AutoDiff.h

Classes

AutoDiff -- Class that computes partial derivatives by automatic differentiation. (full description)

template <class T> class AutoDiff

Interface

Public Members

AutoDiff()

AutoDiff(const T &v)

AutoDiff(const T &v, const uInt ndiffs, const uInt n)

AutoDiff(const T &v, const uInt ndiffs)

AutoDiff(const AutoDiff<T> &other)

AutoDiff(const T &v, const Vector<T> &derivs)

~AutoDiff()

AutoDiff<T> &operator=(const T &v)

AutoDiff<T> &operator=(const AutoDiff<T> &other)

void operator*=(const AutoDiff<T> &other)

void operator/=(const AutoDiff<T> &other)

void operator+=(const AutoDiff<T> &other)

void operator-=(const AutoDiff<T> &other)

void operator*=(const T other)

void operator/=(const T other)

void operator+=(const T other)

void operator-=(const T other)

AutoDiffRep<T> *theRep()

const AutoDiffRep<T> *theRep() const

T &value()

const T &value() const

Vector<T> derivatives() const

void derivatives(Vector<T> &res) const

T &derivative(uInt which)

const T &derivative(uInt which) const

T &deriv(uInt which)

const T &deriv(uInt which) const

uInt nDerivatives() const

Bool isConstant() const

const AutoDiff<T> &ref()

Private Members

void release()

Description

Review Status

Date Reviewed:

yyyy/mm/dd

Programs:

Demos:

dAutoDiff.cc

Tests:

tAutoDiff.cc

Prerequisite

Etymology

Class that computes partial derivatives by automatic differentiation, thus AutoDiff.

Synopsis

Class that computes partial derivatives by automatic differentiation.
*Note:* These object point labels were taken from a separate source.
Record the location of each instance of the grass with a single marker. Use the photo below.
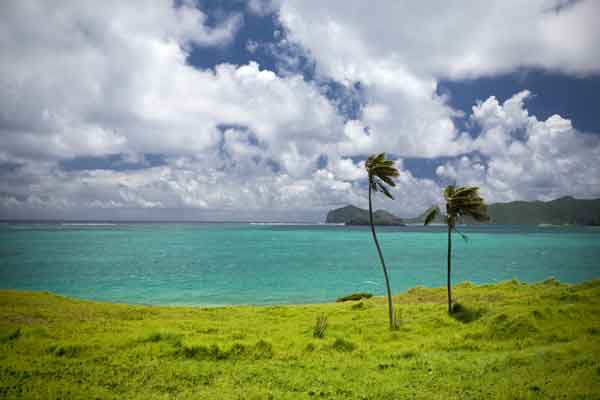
(508, 341)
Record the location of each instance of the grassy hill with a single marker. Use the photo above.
(565, 210)
(511, 341)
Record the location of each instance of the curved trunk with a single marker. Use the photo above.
(387, 281)
(449, 268)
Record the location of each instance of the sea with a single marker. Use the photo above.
(219, 264)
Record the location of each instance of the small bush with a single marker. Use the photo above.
(156, 337)
(466, 314)
(343, 345)
(310, 348)
(263, 350)
(354, 297)
(14, 335)
(66, 350)
(320, 326)
(397, 319)
(260, 350)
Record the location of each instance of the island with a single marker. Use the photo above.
(352, 215)
(562, 211)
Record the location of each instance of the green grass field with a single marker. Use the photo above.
(510, 341)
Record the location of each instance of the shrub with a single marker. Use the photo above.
(397, 319)
(320, 326)
(14, 335)
(343, 345)
(466, 314)
(354, 296)
(262, 350)
(66, 350)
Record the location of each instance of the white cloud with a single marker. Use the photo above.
(524, 158)
(81, 80)
(399, 50)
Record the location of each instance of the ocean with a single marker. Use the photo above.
(214, 264)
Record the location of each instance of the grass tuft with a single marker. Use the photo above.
(66, 350)
(354, 297)
(466, 314)
(343, 345)
(320, 326)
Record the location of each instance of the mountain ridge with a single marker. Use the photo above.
(565, 210)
It does this by storing the value of a function and the values of its first derivatives with respect to its independent parameters. When a mathematical operation is applied to an AutoDiff object, the derivative values of the resulting new object are computed according to chain rules of differentiation.

Suppose we have a function f(x0,x1,...,xn) and its differential is

    df = (df/dx0)*dx0 + (df/dx1)*dx1 + ... + (df/dxn)*dxn

We can build a class that has the value of the function, f(x0,x1,...,xn), and the values of the derivatives, (df/dx0), (df/dx1), ..., (df/dxn) at (x0,x1,...,xn), as class members.

Now if we have another function, g(x0,x1,...,xn) and its differential is dg = (dg/dx0)*dx0 + (dg/dx1)*dx1 + ... + (dg/dxn)*dxn, since

    d(f+g) = df + dg, 
    d(f*g) = g*df + f*dg, 
    d(f/g) = df/g - fdg/g^2,
    dsin(f) = cos(f)df, 
    ...,

we can calculate

    d(f+g), d(f*g), ...,

based on our information on

    df/dx0, df/dx1, ..., dg/dx0, dg/dx1, ..., dg/dxn.

All we need to do is to define the operators and derivatives of common mathematical functions.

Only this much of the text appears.